AfricaPress-Tanzania: A RESIDENT of Arusha City, Yuda John, is to remain behind bars for 30 years for having sexual intercourse with his own seven-year old daughter repeatedly.
This follows the decision of the Court of Appeal to dismiss the appeal for devoid of merit under which John, the appellant, had lodged to challenge both conviction and the sentence imposed on him by the district trial court and confirmed by the High Court.
Justices Augustine Mwarija, Ignas Kitusi and Rehema Kerefu dismissed all grounds of appeal the appellant had advanced, holding that the first appellate court, the High Court, properly re-evaluated the evidence and was satisfied with the findings of the trial court.
“We do not find any cogent reasons to disturb the concurrent findings of the lower courts, as we are satisfied that the evidence taken as a whole establishes that the prosecution’s case against the appellant was proved beyond reasonable doubt,” they ruled.
During hearing of the appeal, the appellant had contended, among others, that the first appellate court failed to re-evaluate the evidence on record and that the victim of rape (name withheld) and her neighbour were not credible and reliable witnesses.
In their deliberations, the justices said that having revisited the testimonies of two witnesses, who testified during the trial, there was no doubt that they clearly explained the incident.
According to the justices, the victim, in particular, testified on how the appellant undressed himself and then undressed her by removing her underpants and raped her.
Likewise, they said, the victim’s neighbor testified on how she started living with her after finding that she was sexually abused by the appellant and how she examined and took her to the hospital for further medical examination.
“Pursuant to section 127 (7) of the Tanzania Evidence Act, as rightly submitted by (the prosecution), in cases involving sexual offences the best evidence is that of the victim.
The sole evidence of the victim can be safely relied upon by the court to sustain a conviction,” the justices recalled.
They were mindful of the fact that in his submission the appellant argued that the evidence of his daughter was not corroborated because the investigation officer and the doctor were not called to testify before the trial court. “We find this argument to have no legal basis.
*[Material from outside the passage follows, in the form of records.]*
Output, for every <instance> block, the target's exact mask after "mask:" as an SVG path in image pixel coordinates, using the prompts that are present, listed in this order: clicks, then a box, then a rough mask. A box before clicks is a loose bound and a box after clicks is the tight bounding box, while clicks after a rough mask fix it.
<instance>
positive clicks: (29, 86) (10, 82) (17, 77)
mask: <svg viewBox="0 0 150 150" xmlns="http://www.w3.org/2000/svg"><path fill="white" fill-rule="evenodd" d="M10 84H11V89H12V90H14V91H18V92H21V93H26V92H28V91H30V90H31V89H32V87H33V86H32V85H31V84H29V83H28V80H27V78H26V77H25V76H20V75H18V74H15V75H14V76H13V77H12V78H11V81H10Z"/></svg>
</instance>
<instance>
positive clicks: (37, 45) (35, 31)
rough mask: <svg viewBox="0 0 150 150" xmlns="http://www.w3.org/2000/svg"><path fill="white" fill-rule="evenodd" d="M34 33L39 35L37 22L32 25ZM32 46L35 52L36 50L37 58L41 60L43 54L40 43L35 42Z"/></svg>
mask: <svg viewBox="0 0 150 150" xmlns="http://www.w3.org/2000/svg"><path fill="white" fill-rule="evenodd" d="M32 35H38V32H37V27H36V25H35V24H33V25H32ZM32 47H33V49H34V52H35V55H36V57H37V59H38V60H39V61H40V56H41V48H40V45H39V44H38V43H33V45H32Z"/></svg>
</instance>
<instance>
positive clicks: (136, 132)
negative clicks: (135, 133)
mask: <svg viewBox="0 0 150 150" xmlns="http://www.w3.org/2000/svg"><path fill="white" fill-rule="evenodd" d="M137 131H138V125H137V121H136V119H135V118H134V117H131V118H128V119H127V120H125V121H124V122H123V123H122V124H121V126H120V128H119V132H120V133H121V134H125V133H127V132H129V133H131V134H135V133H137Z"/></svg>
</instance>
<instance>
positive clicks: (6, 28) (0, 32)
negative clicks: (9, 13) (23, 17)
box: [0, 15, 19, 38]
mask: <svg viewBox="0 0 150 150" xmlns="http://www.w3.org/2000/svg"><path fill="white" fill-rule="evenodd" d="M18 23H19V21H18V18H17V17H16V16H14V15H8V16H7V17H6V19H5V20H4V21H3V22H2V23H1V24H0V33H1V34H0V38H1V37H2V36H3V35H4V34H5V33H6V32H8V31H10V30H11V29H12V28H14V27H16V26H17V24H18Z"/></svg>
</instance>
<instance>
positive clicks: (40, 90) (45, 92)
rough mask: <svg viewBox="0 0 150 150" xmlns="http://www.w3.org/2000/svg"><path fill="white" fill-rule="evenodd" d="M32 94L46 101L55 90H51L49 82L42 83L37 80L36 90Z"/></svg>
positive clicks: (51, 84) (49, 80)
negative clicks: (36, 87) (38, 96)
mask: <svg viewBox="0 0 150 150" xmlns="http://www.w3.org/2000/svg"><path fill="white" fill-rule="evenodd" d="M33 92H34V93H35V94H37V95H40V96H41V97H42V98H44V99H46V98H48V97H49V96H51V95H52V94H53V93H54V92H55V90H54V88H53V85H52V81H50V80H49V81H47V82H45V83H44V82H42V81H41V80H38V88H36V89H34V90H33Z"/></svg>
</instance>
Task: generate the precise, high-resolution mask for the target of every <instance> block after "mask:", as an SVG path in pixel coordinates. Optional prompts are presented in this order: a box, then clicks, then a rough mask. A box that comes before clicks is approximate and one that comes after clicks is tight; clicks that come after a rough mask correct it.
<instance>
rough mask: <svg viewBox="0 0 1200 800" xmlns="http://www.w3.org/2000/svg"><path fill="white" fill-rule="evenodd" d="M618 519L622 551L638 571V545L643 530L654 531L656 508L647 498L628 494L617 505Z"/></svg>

As argued by (the prosecution, under section 143 of the Act, there is no legal requirement for the prosecution to call a specific number of witnesses,” they said.
The justices added that in rape cases, the testimony of the doctor or the PF3 are not the only evidence to prove rape and that other evidence on the record could as well prove the offence.
They hastened to remark that even without the evidence of the doctor or even the PF3, the testimony of the two witnesses was quite sufficient to prove that the daughter was raped.
“We are satisfied that both lower courts adequately evaluated the evidence on record and arrived at a fair conclusion. It is therefore, our settled view that there is no fault in the factual findings of the two courts below for this Court to interfere,” the justices said. The victim was living with her father and her step mother together with a young baby.
On the fateful date, when the step mother went out to buy vegetables and asked the victim to take care of the baby, her father undressed himself and then undressed her by removing her underpants and raped her.
She had told the court that, after the incident she went to the house of a neighbor, but she did not reveal the ordeal to her or even to anyone.
However, on the next day, the daughter told the neighbor what had befallen her and that the father had raped her twice. The matter was reported to the ten-cell leader who did not take any action. And, the neighbour decided to inform her fellow women and the appellant was arrested.